Shares in China extended losses in early trade on Friday as the country recorded its slowest quarterly growth rate since 2009, despite statements from senior regulators pledging support for private firms and companies facing liquidity problems.
The Shanghai Composite index was down 0.4 percent in early trade after touching near four-year lows on Thursday. The blue-chip CSI300 index was 0.2 percent lower.
In a move to shore up investor sentiment ahead, the governor of the People's Bank of China said on Friday that China's current equity valuations are not in line with sound economic fundamentals, and that the bank will roll out targeted measures to help ease firms' financing problems and encourage commercial banks to boost lending to private firms.

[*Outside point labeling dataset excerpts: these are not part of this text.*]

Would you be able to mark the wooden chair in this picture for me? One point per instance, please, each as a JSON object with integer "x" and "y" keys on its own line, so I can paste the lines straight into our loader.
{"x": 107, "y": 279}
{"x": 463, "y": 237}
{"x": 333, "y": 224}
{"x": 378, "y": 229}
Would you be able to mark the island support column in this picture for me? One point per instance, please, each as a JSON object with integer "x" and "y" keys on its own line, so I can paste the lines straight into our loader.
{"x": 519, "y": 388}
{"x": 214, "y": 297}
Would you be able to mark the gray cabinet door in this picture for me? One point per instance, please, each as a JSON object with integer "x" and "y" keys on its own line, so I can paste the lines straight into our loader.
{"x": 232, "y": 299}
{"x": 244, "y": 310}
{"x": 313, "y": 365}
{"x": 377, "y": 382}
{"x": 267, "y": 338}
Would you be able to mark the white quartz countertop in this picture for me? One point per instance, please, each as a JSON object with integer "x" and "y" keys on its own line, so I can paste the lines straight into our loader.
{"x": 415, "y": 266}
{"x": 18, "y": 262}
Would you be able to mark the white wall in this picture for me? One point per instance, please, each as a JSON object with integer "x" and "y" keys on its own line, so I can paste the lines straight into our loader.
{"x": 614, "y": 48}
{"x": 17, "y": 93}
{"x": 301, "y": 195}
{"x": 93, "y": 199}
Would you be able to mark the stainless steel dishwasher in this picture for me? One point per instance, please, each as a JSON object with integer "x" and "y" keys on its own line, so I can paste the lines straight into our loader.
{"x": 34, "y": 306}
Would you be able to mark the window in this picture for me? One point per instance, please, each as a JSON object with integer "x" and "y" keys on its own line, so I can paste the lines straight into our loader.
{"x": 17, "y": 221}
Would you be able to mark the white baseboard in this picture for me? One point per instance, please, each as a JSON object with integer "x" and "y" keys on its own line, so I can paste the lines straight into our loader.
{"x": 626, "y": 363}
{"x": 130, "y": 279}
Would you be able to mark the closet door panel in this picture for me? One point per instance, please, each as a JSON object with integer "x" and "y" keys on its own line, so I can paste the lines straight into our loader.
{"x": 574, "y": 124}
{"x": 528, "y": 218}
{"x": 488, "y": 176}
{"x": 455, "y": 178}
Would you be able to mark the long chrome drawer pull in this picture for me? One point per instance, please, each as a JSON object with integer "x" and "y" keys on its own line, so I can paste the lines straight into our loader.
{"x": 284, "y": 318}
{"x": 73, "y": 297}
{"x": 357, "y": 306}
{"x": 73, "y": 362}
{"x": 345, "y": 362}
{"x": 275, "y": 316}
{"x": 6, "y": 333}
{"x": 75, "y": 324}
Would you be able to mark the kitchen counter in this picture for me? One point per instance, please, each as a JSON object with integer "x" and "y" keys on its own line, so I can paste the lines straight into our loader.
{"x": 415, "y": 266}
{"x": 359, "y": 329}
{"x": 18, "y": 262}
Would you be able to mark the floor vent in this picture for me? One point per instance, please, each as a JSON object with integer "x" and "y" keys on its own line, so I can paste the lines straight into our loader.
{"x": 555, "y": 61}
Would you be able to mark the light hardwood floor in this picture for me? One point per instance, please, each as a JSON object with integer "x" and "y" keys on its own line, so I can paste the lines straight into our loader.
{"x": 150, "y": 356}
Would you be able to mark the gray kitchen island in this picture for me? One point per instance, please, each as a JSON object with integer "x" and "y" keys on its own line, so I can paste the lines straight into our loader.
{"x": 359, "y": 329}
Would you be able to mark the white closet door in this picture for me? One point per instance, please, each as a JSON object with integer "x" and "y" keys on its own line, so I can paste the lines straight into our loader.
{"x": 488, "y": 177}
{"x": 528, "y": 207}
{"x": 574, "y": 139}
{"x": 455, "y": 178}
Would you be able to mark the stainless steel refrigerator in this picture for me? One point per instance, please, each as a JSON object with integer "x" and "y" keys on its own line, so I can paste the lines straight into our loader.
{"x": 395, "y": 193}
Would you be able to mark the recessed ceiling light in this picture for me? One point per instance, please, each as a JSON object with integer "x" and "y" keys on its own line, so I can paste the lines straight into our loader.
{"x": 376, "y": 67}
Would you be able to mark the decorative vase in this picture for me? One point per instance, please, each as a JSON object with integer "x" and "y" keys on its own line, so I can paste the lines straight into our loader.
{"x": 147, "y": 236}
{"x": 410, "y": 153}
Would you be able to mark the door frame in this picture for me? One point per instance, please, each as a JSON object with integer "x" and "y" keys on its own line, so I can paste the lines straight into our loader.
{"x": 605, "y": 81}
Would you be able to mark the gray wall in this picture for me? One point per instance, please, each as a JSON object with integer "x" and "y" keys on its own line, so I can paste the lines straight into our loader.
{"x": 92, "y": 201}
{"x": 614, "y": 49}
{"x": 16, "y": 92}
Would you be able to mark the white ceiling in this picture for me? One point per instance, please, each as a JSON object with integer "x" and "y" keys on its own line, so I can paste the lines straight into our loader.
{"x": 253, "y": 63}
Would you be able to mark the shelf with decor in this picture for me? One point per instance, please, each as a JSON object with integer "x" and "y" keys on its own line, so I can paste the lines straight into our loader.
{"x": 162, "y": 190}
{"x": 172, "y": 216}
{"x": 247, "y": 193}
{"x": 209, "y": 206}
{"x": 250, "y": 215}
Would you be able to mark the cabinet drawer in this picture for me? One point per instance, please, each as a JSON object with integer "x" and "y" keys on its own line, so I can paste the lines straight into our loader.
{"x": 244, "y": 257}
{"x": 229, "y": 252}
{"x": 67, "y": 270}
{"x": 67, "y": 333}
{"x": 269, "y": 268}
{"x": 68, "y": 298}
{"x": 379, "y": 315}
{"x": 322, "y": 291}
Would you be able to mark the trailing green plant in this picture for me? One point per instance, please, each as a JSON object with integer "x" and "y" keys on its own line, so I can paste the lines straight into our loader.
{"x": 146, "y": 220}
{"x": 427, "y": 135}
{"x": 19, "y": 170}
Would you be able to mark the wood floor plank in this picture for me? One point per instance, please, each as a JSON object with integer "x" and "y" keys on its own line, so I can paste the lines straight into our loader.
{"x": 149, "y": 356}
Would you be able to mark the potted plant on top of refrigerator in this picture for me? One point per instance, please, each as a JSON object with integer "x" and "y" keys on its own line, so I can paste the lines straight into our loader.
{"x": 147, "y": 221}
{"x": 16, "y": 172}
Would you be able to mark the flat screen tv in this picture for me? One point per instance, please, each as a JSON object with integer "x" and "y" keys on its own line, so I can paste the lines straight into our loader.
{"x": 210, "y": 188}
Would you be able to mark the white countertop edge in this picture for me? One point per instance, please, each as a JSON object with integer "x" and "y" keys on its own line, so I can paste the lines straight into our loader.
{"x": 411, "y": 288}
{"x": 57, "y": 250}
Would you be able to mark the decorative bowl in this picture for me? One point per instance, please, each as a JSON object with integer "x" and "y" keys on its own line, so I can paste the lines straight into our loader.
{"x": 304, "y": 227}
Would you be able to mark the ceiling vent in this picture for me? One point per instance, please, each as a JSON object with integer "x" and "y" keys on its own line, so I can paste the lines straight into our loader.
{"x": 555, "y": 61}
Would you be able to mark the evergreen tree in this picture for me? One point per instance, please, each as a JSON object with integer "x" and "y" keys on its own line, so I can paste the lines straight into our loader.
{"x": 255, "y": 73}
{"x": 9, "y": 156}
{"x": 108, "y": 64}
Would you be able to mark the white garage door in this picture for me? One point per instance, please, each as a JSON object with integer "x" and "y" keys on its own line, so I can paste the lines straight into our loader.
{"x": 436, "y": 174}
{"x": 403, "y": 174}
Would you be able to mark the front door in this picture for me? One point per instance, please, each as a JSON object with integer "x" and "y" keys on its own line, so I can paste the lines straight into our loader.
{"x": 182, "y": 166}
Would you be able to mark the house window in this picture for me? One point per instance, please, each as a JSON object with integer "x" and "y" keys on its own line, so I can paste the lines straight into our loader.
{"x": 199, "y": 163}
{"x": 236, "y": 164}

In a statement on its website on Friday morning, China's securities regulator quoted its chief as saying it would encourage funds to help resolve liquidity difficulties at listed companies caused by stock pledging, and speed up approval for mergers and acquisitions as part of efforts to boost market confidence.
Liu Shiyu, chairman of the China Securities Regulatory Commission (CSRC) also said the regulator will support the issuance of high-yield bonds and other debt products by small and medium-sized companies.
The comments from regulators came ahead of the release of China's GDP figures, which showed the economy grew 6.5 percent year-on-year in the third quarter, its weakest pace since the first quarter of 2009, amid a worsening trade war with the United States.
In Hong Kong, the Hang Seng index was down 0.8 percent and the Hong Kong China Enterprises Index lost 0.6 percent.
China's yuan inched up against the US dollar on Friday but was still set for a weekly loss.
Prior to market opening on Friday, the People's Bank of China set the midpoint rate at 6.9387 per dollar, 112 pips or 0.16 percent weaker than the previous fix 6.9275.
Friday's official guidance rate, the lowest level since Jan.4, 2017, was still fixed firmer than market expectations.
Recent rapid losses in the yuan has prompted increasing speculation whether the yuan would breach the psychologically critical 7 per dollar any time soon, given the local currency is facing double whammy of depreciation pressure amid rising Sino-US trade tensions and signs of slowing economy.
The yuan opened at 6.9391 per dollar and was changing hands at 6.9371 as of 0419 GMT, 16 pips firmer than the previous late session close.